As manufacturers, we care what the set-top box specification says. We can actually produce any box to any specification. However, we remain duty-bound not to stand by idly when there is a deliberate distortion of facts, such as is happening now on the issue of the “return path” that would allow consumers to access the Internet on their TVs.
This is not a new issue; so much so that the set-top box specification that was published in 2009, the SA Bureau of Standards’ Sans 862, had catered entirely for the data access and a return path.
As far back as 2008, government, in its various ministries, was the one that first made a call for a return path to be included in the set-top boxes. It cited the provision of e-government services, such as health, education and home affairs, among others, as an added-value function in the boxes.
That is how the term “return path” became used and ultimately made it into the 2009 specification. It would, therefore, be unfair for anyone to claim that the inclusion of the data access capability in the set-to box spec is a fresh call. It is also ill-advised to suggest that this inclusion is instigated for by “some” manufacturers. We find it preposterous for people to now insinuate that the SA Communications Forum has belatedly woken up to suggest its inclusion.
So, what has happened between 2009 and 2012, you may ask, that has led to the contested data-access capability to be left out of the current specification?
First, the futile debate about the European DVB-T standard and the Japanese-Brazilian concoction, ISDB-T, ensued from September 2009. This threw a spanner in the digital broadcasting migration works and adversely affected manufacturers to various degrees. By the time the standards dispute was settled, SA had moved on from DVB-T to a newer generation, DVB-T2. This effectively rendered Sans 862 obsolete.
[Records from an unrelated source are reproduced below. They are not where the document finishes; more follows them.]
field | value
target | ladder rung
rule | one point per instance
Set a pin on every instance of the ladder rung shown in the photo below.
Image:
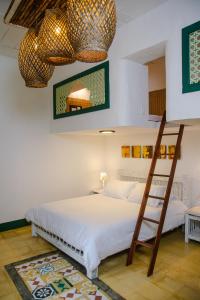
(160, 175)
(147, 245)
(174, 133)
(151, 220)
(156, 197)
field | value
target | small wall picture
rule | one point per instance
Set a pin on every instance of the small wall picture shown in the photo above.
(83, 93)
(171, 151)
(163, 152)
(147, 151)
(191, 57)
(126, 151)
(136, 151)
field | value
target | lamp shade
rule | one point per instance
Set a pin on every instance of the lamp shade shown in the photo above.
(92, 26)
(54, 46)
(35, 72)
(103, 176)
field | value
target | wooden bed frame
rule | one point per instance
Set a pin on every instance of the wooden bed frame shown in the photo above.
(77, 254)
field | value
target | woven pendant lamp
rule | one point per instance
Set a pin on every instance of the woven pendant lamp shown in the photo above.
(35, 72)
(92, 26)
(54, 46)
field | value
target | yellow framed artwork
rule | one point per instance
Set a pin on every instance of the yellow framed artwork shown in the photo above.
(126, 151)
(163, 152)
(147, 151)
(171, 151)
(136, 151)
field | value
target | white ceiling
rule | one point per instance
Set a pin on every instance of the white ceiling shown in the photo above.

The second reason we do not have data access included in the specification is because M-Net and MultiChoice mounted a strong campaign against its inclusion in the specification. Obviously, it is not in their interests to participate in a process of creating potential competition for their business models.
The M-Net/MultiChoice standpoint is therefore not surprising; rather, the lack of counter views from the SABC is baffling. The public broadcaster stands to lose out at the absence of data access in the set-top boxes. M-Net/DStv decoders have the same Ethernet port, whose inclusion in the terrestrial decoders they so vehemently (and successfully) opposed. If anything, that should make anyone who follows the debate, including TechCentral’s Craig Wilson, think twice about the sincerity of some naysayers.
The third thing that happened, leading to the exclusion of the data access in the newer Sans 864 specification, was that some anonymous industry experts doubled as designers of the set-top box, outside of monitoring by the SA Bureau of Standards. Using their access to the media, these experts continued to make untested claims for and on behalf of the so-called “poorest of the poor”.
The clear intention of these experts for keeping the poor on the wrong side of the digital divide and in their abject poverty, by deploying substandard technologies, is bothersome. What these self-made spokespeople of the poor omit to say is that these communities are poor but not stupid. They will not accept any substandard technology imposed on them. Despite their circumstances, the poor will revolt against substandard services. We do not want to add the digital migration process and access to the Internet to the list of complaints.
SA has policies that aspire to grow our knowledge economy. Let’s not allow vested interests to stunt this growth. Africans generally, and South Africans specifically, do not follow global trends when it comes to technology consumption patterns. We concur with the SA Communications Forum that we must give all the people the option to access the Internet via the digital set-top boxes from the comfort of their homes.
- Muzi Makhaye is CEO of set-top box manufacturer ABT. The views expressed in this column are not necessarily shared by TechCentral.